It’s been proven time and time again: unmanaged, unmonitored privileged accounts are an easy target for both external attacks and malicious insiders— just take a look at some recent data breaches and chances are high the malicious party used a compromised privileged account to increase their permissions.

Due to this common practice Privileged Access Management or Privileged Identity Management (We’ll call it PxM)— the monitoring and protection of super user accounts— has emerged as one of the most important aspects of IAM, and cyber security writ large, today.

In fact, 80% of security breaches involve privileged credentials, according to Forrester’s PIM Wave report.
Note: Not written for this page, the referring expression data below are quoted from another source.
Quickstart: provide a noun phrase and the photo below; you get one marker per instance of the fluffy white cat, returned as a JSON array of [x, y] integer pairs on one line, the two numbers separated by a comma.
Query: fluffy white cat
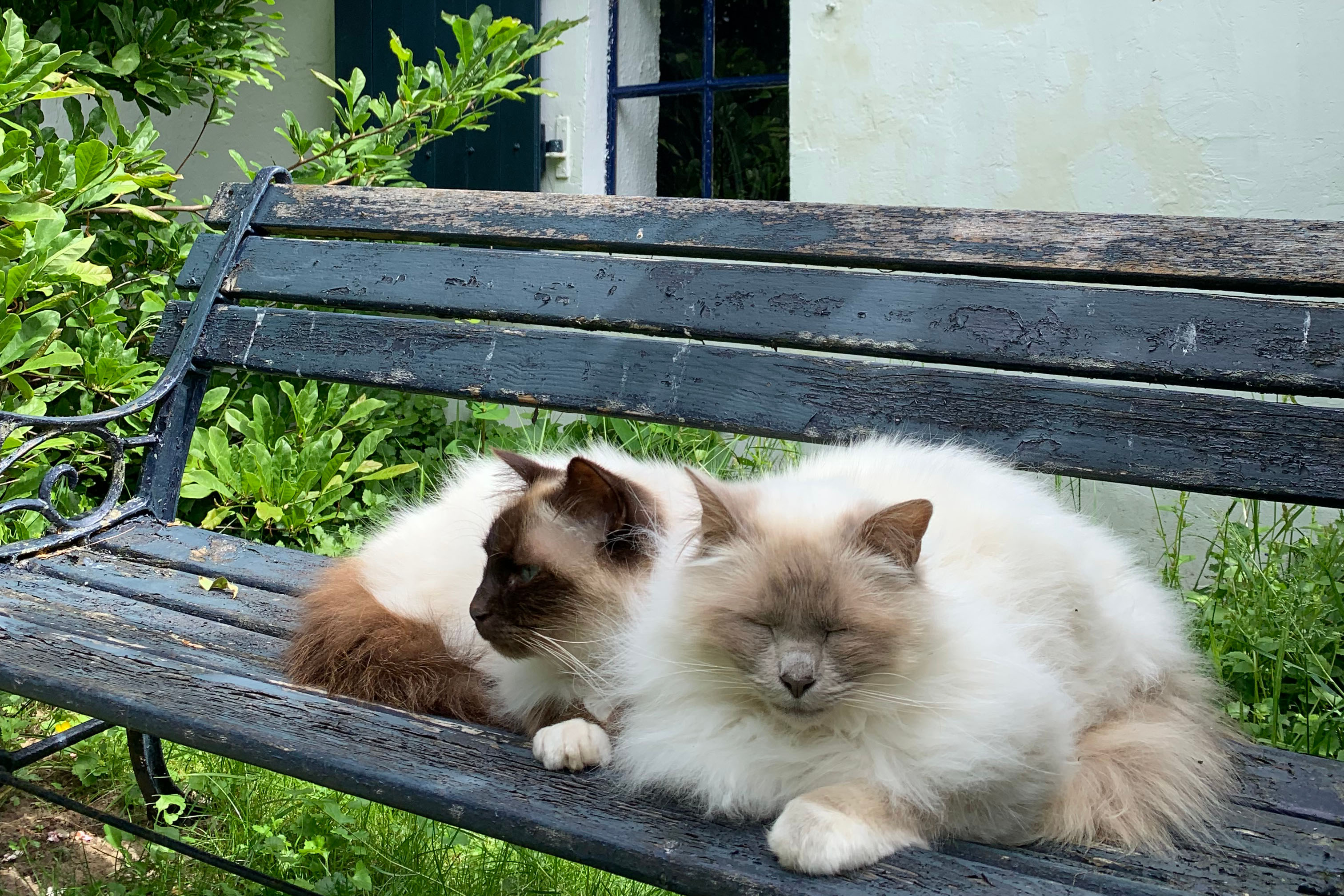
[[897, 643]]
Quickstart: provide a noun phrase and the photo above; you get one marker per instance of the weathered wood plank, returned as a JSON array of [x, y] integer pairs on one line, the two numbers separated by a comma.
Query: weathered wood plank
[[1143, 436], [464, 777], [91, 613], [1159, 336], [204, 552], [1252, 852], [1248, 852], [253, 609], [1236, 253], [1291, 784]]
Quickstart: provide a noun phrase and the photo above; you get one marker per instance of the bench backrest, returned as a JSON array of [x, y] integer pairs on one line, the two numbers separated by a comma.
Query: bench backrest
[[1099, 346]]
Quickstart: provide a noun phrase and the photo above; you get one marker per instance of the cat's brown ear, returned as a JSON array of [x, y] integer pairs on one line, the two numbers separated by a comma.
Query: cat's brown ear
[[718, 524], [527, 469], [595, 493], [898, 531]]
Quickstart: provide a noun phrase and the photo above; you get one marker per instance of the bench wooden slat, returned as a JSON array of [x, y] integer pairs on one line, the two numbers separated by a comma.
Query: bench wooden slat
[[1257, 851], [1253, 852], [1234, 253], [204, 552], [1159, 336], [1144, 436], [441, 770], [1272, 780], [137, 625], [252, 609], [1292, 784]]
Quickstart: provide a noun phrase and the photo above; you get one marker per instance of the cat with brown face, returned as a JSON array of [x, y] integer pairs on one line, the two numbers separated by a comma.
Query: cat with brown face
[[897, 643], [564, 560], [494, 602]]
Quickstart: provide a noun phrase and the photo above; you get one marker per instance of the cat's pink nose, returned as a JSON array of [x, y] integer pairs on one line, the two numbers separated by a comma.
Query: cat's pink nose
[[797, 683]]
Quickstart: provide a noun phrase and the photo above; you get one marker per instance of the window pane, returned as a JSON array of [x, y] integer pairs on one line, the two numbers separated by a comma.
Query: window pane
[[750, 145], [750, 38], [682, 38], [679, 145]]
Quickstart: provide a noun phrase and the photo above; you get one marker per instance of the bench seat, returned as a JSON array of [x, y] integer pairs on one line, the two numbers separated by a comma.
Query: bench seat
[[120, 629]]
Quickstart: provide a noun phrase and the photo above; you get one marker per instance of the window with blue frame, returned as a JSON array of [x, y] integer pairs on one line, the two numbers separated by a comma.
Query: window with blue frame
[[724, 103]]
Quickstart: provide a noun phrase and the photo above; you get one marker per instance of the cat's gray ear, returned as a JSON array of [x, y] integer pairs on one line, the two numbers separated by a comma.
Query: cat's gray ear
[[718, 524], [527, 469], [898, 531], [592, 492]]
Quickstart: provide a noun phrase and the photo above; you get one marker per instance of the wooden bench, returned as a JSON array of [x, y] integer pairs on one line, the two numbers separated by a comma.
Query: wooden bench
[[752, 317]]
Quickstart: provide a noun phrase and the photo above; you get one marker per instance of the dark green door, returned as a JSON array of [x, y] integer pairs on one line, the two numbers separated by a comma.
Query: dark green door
[[508, 154]]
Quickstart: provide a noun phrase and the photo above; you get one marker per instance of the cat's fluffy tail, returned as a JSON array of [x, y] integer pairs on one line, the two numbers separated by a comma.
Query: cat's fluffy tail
[[350, 644], [1154, 773]]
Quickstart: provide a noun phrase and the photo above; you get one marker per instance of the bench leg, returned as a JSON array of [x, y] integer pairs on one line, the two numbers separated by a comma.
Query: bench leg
[[147, 761]]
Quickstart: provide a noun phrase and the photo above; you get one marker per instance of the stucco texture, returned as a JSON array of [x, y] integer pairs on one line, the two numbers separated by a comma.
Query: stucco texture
[[1199, 108]]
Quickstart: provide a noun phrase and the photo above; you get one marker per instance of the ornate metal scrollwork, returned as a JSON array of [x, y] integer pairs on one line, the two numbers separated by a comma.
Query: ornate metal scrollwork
[[45, 429]]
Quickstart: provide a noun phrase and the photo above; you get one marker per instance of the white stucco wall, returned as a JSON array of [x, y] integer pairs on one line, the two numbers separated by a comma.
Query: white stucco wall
[[1200, 107], [311, 40]]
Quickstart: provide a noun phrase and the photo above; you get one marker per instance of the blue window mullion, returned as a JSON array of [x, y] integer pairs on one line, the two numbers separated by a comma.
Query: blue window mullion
[[708, 104], [708, 85], [611, 97]]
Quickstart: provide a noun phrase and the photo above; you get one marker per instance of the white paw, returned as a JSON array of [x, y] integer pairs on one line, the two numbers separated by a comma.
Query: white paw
[[819, 840], [574, 744]]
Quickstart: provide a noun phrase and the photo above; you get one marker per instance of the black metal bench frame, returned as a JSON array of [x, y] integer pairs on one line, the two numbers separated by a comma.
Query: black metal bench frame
[[1008, 317]]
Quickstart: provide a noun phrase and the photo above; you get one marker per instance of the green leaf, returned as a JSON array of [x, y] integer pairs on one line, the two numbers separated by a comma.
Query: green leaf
[[213, 400], [217, 518], [171, 807], [91, 158], [360, 879], [127, 60], [52, 359], [218, 584], [139, 212], [241, 163], [268, 512], [360, 409], [204, 483], [389, 472], [398, 50], [20, 213]]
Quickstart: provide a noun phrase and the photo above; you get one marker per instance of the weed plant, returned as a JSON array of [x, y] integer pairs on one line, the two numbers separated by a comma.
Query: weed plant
[[1271, 616]]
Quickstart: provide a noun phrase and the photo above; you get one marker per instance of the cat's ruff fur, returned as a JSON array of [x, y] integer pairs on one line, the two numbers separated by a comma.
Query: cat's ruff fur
[[1053, 692]]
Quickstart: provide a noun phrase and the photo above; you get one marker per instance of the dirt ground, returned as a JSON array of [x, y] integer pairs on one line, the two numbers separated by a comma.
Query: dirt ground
[[42, 845]]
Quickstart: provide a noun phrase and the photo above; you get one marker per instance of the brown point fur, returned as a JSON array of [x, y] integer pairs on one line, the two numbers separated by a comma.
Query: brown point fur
[[350, 644], [1148, 776]]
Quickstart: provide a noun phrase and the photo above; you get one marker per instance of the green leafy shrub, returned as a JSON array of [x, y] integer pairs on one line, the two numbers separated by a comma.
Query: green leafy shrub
[[88, 254], [374, 140], [1272, 618], [164, 54]]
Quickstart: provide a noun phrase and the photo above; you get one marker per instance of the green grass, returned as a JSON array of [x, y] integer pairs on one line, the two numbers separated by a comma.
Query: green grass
[[303, 833], [1269, 588]]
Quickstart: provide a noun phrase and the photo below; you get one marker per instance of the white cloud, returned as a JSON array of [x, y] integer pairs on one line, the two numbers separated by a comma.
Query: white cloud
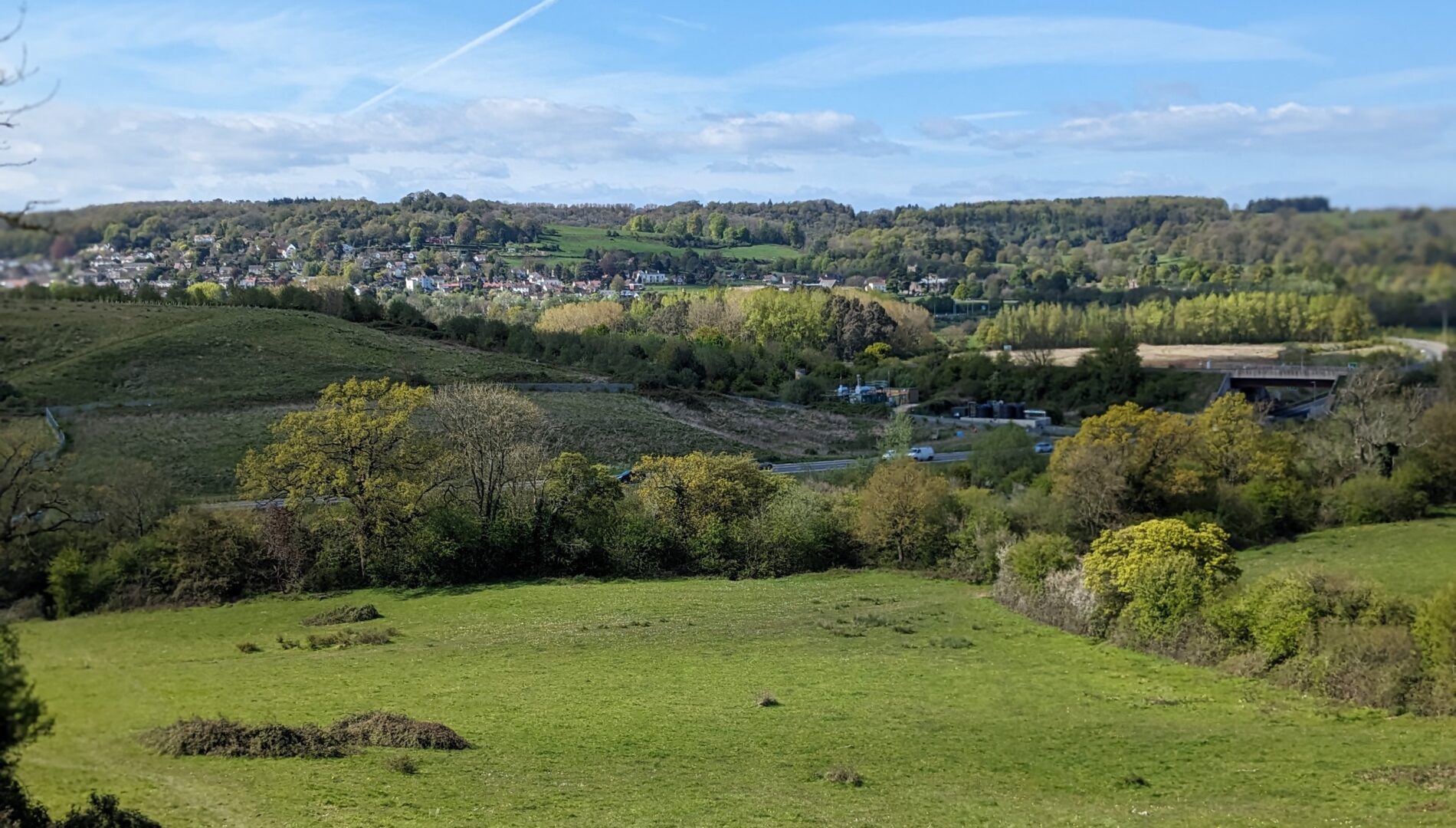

So it comes as some surprise that Gartner’s new MQ almost completely ignores PxM. Especially considering the fact that PxM is a $1 billion market that 80% of IT security professionals consider a high priority (you can get a full set of statistics on the importance of PxM here).

It’s odd, to say the least, that Gartner hasn’t tried to cover that market, which has been covered at length by their competitors at Forrester.

Is it just a nod to legacy vendors?

Hot take time: Is it possible that Gartner consolidated the Access Management market as a way of consolidating (and placating) its own market? That is to say, the vendors who pay Gartner to be evaluated in their reports. When Gartner made the switch to the IDaaS MQ, a lot of large, legacy WAM vendors lost standing in the report, and it’s likely that those legacy on-prem vendors weren’t very happy with the not-so-positive coverage in the IDaaS MQ.

Of course, there’s now way to tell what kind of influence those vendors have over Gartner, or whether they have any influence at all, but they are, for the most part, back in the “Leaders” quadrant. By and large, leaders in this new MQ have $100M or more in revenue, mostly from older products brought to market in the 90’s.

The real questions is this: In consolidating their coverage of Access Management, is Gartner helping buyers evaluate WAM and IDaaS offerings, or are they merely muddying the waters?